The owner of a queer bar in North Carolina was shot at by police for providing first aid to peaceful protestors, reported The News and Observer.

Tim Lemuel, the owner of Ruby Deluxe in Raleigh, North Carolina, was shot at by police while defending his bar and helping out protestors. On Sunday evening (May 31), Lemuel discovered that the bar had been vandalized; the glass doors had been broken, and a white supremacist symbol was spray painted on a window.

The next day, Lemuel and his staff showed up to protect the building from more damage as protests surrounding police brutality continued in the city. They also set up a first aid station in their parking lot to treat injured protestors and hand out water and snacks. The bar staff continued this aid for about seven hours before six police officers approached them.

In a video posted to Twitter, an officer can be heard yelling, “Move!” to Lemuel, to which he replies, “This is my business. I rent this place.”

The armed officers continued to approach when they yell, “You’ve been told. I don’t care where you go you gotta go!” Two shots were then fired, and an officer yells, “Move! The game is over. Get out!”

Jen Varani, one of Lemuel’s staffers helping out, told The News and Observer that the police’s reaction wasn’t instigated in any way.

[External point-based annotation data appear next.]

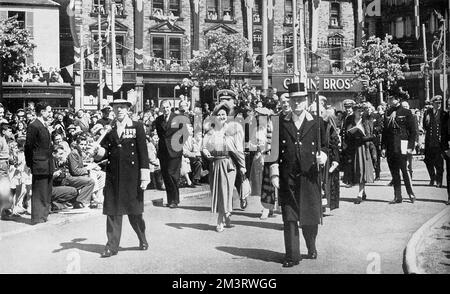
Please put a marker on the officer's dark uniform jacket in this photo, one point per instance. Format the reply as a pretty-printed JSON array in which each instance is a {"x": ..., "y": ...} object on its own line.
[
  {"x": 127, "y": 165},
  {"x": 398, "y": 127},
  {"x": 299, "y": 193}
]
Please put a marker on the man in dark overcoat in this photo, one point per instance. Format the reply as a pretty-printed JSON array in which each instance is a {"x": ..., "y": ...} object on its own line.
[
  {"x": 39, "y": 158},
  {"x": 169, "y": 151},
  {"x": 433, "y": 155},
  {"x": 296, "y": 177},
  {"x": 127, "y": 176},
  {"x": 398, "y": 141}
]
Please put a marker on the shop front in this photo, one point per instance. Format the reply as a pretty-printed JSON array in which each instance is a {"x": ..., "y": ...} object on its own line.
[{"x": 336, "y": 88}]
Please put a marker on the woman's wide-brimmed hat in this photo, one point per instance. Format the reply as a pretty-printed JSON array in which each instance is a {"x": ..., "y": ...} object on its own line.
[{"x": 120, "y": 101}]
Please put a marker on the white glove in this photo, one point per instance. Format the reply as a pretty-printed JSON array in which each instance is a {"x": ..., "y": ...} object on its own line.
[
  {"x": 275, "y": 181},
  {"x": 321, "y": 158}
]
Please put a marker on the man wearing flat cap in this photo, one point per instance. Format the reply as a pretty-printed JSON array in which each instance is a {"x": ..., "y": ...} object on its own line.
[
  {"x": 127, "y": 176},
  {"x": 433, "y": 128},
  {"x": 295, "y": 174},
  {"x": 105, "y": 120}
]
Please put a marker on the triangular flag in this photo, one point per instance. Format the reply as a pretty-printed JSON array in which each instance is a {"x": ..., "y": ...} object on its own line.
[{"x": 69, "y": 69}]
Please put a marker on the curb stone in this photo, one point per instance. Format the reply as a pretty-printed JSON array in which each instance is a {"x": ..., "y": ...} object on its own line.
[{"x": 411, "y": 259}]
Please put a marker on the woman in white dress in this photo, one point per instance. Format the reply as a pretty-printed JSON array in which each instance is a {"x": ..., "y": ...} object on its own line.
[{"x": 226, "y": 155}]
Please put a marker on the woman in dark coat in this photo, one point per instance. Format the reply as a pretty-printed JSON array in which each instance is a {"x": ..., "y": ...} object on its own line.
[
  {"x": 331, "y": 179},
  {"x": 358, "y": 135}
]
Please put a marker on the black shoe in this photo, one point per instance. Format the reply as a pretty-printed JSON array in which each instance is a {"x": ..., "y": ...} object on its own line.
[
  {"x": 143, "y": 246},
  {"x": 108, "y": 253},
  {"x": 78, "y": 205},
  {"x": 364, "y": 196},
  {"x": 290, "y": 263},
  {"x": 312, "y": 255}
]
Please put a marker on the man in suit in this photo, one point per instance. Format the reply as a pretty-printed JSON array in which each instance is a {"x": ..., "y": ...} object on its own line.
[
  {"x": 296, "y": 176},
  {"x": 170, "y": 150},
  {"x": 398, "y": 141},
  {"x": 127, "y": 176},
  {"x": 38, "y": 157},
  {"x": 432, "y": 124}
]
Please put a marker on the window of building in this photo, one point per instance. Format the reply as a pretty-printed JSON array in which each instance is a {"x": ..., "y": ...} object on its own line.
[
  {"x": 257, "y": 47},
  {"x": 288, "y": 41},
  {"x": 221, "y": 10},
  {"x": 175, "y": 7},
  {"x": 399, "y": 28},
  {"x": 257, "y": 12},
  {"x": 335, "y": 44},
  {"x": 107, "y": 51},
  {"x": 335, "y": 14},
  {"x": 20, "y": 15},
  {"x": 120, "y": 7},
  {"x": 288, "y": 12},
  {"x": 158, "y": 7}
]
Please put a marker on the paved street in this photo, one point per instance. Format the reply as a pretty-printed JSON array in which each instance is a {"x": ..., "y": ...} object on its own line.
[{"x": 354, "y": 239}]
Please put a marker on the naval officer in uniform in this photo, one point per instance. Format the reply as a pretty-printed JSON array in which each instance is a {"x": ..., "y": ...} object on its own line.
[
  {"x": 296, "y": 177},
  {"x": 127, "y": 176}
]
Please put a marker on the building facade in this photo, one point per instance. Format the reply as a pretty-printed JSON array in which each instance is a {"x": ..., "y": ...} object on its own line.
[
  {"x": 41, "y": 19},
  {"x": 155, "y": 39}
]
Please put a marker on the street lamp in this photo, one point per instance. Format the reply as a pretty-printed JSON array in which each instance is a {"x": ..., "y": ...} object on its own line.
[{"x": 177, "y": 87}]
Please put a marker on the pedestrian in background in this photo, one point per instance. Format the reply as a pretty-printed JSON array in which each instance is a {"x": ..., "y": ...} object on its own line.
[
  {"x": 398, "y": 140},
  {"x": 38, "y": 156},
  {"x": 432, "y": 124},
  {"x": 359, "y": 134}
]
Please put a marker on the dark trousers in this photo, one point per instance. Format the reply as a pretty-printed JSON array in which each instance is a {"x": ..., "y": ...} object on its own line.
[
  {"x": 170, "y": 170},
  {"x": 434, "y": 163},
  {"x": 85, "y": 186},
  {"x": 41, "y": 197},
  {"x": 397, "y": 163},
  {"x": 196, "y": 168},
  {"x": 114, "y": 229},
  {"x": 292, "y": 239},
  {"x": 447, "y": 164},
  {"x": 62, "y": 195}
]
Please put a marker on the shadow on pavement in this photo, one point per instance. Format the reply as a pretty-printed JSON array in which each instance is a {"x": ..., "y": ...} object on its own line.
[
  {"x": 94, "y": 248},
  {"x": 201, "y": 227},
  {"x": 431, "y": 200},
  {"x": 253, "y": 253},
  {"x": 195, "y": 208},
  {"x": 367, "y": 200},
  {"x": 20, "y": 220},
  {"x": 260, "y": 224}
]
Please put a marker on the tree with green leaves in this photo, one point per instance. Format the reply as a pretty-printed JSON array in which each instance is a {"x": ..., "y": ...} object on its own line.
[
  {"x": 214, "y": 66},
  {"x": 379, "y": 62},
  {"x": 15, "y": 45}
]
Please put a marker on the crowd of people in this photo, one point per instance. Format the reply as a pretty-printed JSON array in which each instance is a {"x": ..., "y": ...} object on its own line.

“I could how, with everything that was going on, how things could be heightened and their goal to disperse crowds that are being destructive or being harmful, would be necessary,” Varani said. “But we weren’t chanting. We weren’t yelling. We weren’t gesturing to them. There was nothing that we were doing to instigate a response like that.”

Lemuel posted about the incident on Facebook on Tuesday (June 4).

“I walked away slowly because I am an air assault artillery vet of 8 years and I had my NBC mask on me. My companions ran for their lives, screaming,” he wrote. “They have never been fired upon. Whatever trust they had remaining for local law enforcement was lost during this incident. Not all volunteer medics are ready for that sort of thing, can we agree? Shouldn’t really need to be ready for the cops to shoot at you. Might I also add that these were queer folks, a marginalized group that already has to actively avoid being attacked just living their day to day lives.”

“I own a business,” the post continues. “I was there during normal operating hours. I was on my lot and kept my friends contained within the lot. We had been there for 7 hours. The deputy sheriffs could have, at any point, come over to see what we were doing or voiced their concern. This basically sums up the reason folks are mad. No thought what-so-ever what put into the decision to come at us guns blazing.”

Erica Curry, a spokesperson for the Wake County sheriff’s office, said in a statement that the officers used the unspecified weapons for “riot-related crime control.”

“We will say only that the strategy to use ‘less-lethal force’ was appropriate, for the safety of subjects. Once deputies urge the crowd to disperse several times and there is non-compliance, the next step is to disperse the crowd,” Curry explained.

However, according to The News and Observer, the force policy states that “no weapon, either deadly or less-than-lethal, will be used against any subject that is offering only passive or verbal resistance.”